For me, the worst episode is "The Counter-clock Incident." It's a totally nonsensical episode in every way. If time ran backward in the other universe, wouldn't their minds run backward too so they'd perceive it as forward? Not to mention the way four unrelated forms of inversion were lumped together even though there's no possible causal relation: temporal inversion (aging backward), functional inversion (controls working in reverse), directional inversion (ships flying backward), and
color inversion (black stars on white space). The whole thing is just so stupid. Although baby Arex is cute.
"The Practical Joker" is also a stupid episode. It makes no sense that a malfunction created by flying through a cosmic cloud could be cured by flying through it
again. That's about as credible as the sitcom cure for amnesia, a second bump on the head. (As a kid, I assumed it was because the ship had flown through in the opposite direction the second time. But the episode doesn't specify, so even that juvenile logic can't explain it.) Worse, though, is that the crewmembers are completely out of character. I can't buy that intelligent adults like them would break up laughing over such simpleminded, juvenile pranks. Not that I don't think they might enjoy a good prank, I just don't think the pranks here rose anywhere near the level of
good pranks, at least not in the mind of anyone older than eight. (And the proto-holodeck doesn't salvage it for me, since it's way too advanced for the period, given that holodecks seemed to be a novelty in TNG.)
It was hard to pick a third choice. I'm not fond of "More Tribbles, More Troubles" because the plot doesn't make sense. Why does the transporter work the second time the stasis beam is used when it was frozen the first time? Also, it makes no sense that Kirk would beam the tribbles over
before issuing his ultimatum. Why blow his leverage like that? I'm also not particularly fond of "Mudd's Women" because its portrayal of Chapel is rather degrading.
But I had to go with "The Magicks of Megas-tu." Not that it's a bad story in itself, but I have serious problems with two of its core concepts, in two very different ways. One is its heavy reliance on the continuous-creation model of cosmology, which has been thoroughly disproven and makes the episode as badly dated as a story about jungles on Venus. The other is its conceit that the Salem witch trials were a response to genuine supernatural phenomena. Those trials were a profound atrocity arising from a culture's pathological fear of feminine power and independence and a few individuals' cruelty toward their neighbors. And any story that sweeps that under the rug by claiming there was real magic behind it... well, it's like Holocaust denial on a smaller scale. It's trivializing a historical tragedy we can't allow ourselves to gloss over. Not to mention that in more general terms, the whole "aliens responsible for our folklore and mythology" trope was already a cliche at the time.

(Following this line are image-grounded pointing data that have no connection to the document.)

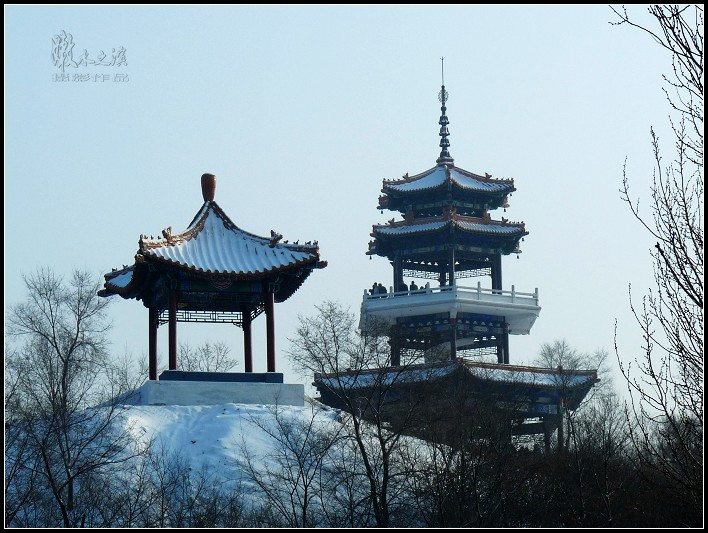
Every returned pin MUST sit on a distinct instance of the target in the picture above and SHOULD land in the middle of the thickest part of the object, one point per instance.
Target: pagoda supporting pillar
(173, 330)
(451, 266)
(453, 338)
(503, 346)
(561, 429)
(270, 331)
(496, 272)
(152, 343)
(547, 430)
(247, 345)
(395, 349)
(397, 273)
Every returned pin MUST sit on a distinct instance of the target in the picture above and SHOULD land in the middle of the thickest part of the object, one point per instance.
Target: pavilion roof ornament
(445, 157)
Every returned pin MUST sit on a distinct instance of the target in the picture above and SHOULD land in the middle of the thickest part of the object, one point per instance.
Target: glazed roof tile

Which is a shame, since aside from those things, there's a lot to like about the episode.
(Actually, I kind of like how we tend to raise our children exposed to less violence (and more boobs) here in western Europe compared to the US.)
You guys are so lucky over there...
Finally, while I also like the TERRATIN episode, something strange and unexplained also happens right at the end, involving just how the city gets up to the Enterprise. It seems it's beamed up by way of a PHASER BEAM? Again, makes no sense.
Wasn't that a tractor beam? Or a visual representation of a transporter beam?